We will prove that any such group is the direct product of a quaternion group $Q_8$ and an elementary abelian $2$-group.
As you have shown, $G$ has exponent $4$ (as it cannot have exponent $2$, since such groups are elementary abelian).
Let $g\in G\setminus Z(G)$ have order $2$, and let $h\in G\setminus C_G(g)$. Then $g^2=1$, so $h^2=1$ as well. But $\langle g,h\rangle$ is generated by two involutions and is non-abelian, so must be $D_8$. However, then $gh$ has order $4$ and does not commute with $g$ either, a contradiction.

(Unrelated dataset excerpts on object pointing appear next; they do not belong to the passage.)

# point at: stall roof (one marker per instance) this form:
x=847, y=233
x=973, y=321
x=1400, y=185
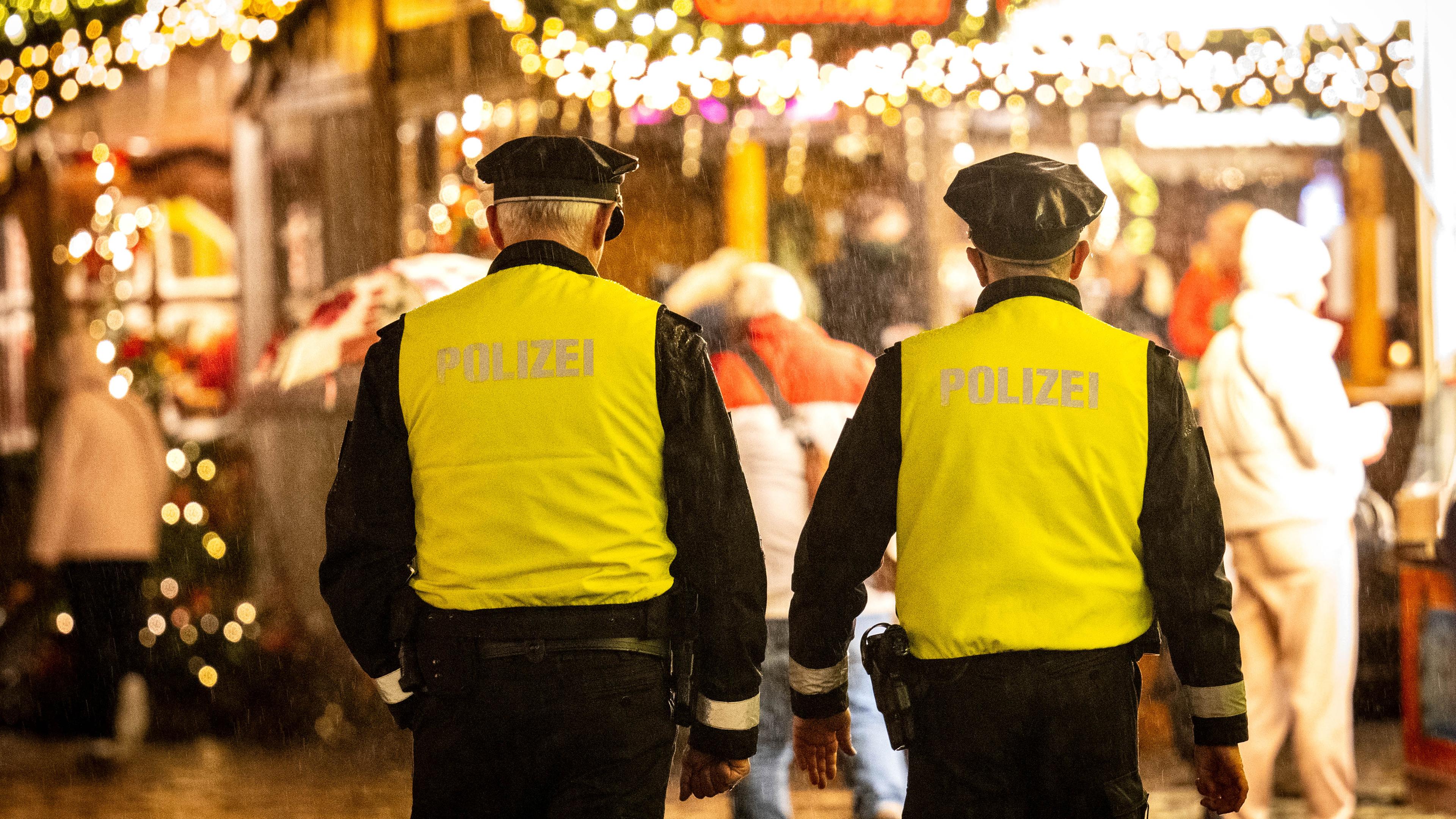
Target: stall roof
x=1057, y=18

Thus all involutions are central. Let $g$ and $h$ be non-commuting elements of order $4$, and let $H$ be generated by them. If $x\in C_G(H)$ then $g$ and $hx$ cannot commute either, whence $g^2=(xh)^2=x^2h^2$. Since $g^2=h^2$, we see $x^2=1$, and $C_G(H)$ (and therefore also $Z(G)$) consists of exactly the involutions in $G$.
Notice that $g^4=1$, so $g^{-1}=zg$, where $z=g^2\in Z(G)$. If $[g,h]\neq 1$ then $g^2=h^2=z$, and again $h^{-1}=zh$. Also if $[g,h]\neq 1$ then $[g,gh]\neq 1$, so $(gh)^2=z$. Thus
$$h^{-1}gh=h^3gh=hghz=hghgg=zg=g^{-1}.$$
In particular this means that every cyclic subgroup is normal, since $g^h=g^{\pm 1}$ for all $g,h\in G$.
By assumption the two cyclic subgroups do not commute, thus they generate a $Q_8$ subgroup $H$ (noting that $\langle g\rangle\cap \langle h\rangle=\langle g^2\rangle$ as above). Also, if $X=\langle g\rangle$, then $N_G(X)/C_G(X)$ has order $2$, so $|G:C_G(X)|=2$. By symmetry, the same holds for $Y=\langle h\rangle$.
We aim to show that $G=HZ(G)$. But $C_G(H)=C_G(X)\cap C_G(Y)$ has index at most $4$, whereas $H/Z(H)$ has order $4$, so $G=HC_G(H)$. Since $C_G(H)$ is elementary abelian, $C_G(H)=Z(G)$, so $G=HZ(G)$.
Thus $G=HZ(G)$, $Z(G)$ is elementary abelian, and so $G\cong H\times Z$ for some elementary abelian group $Z$.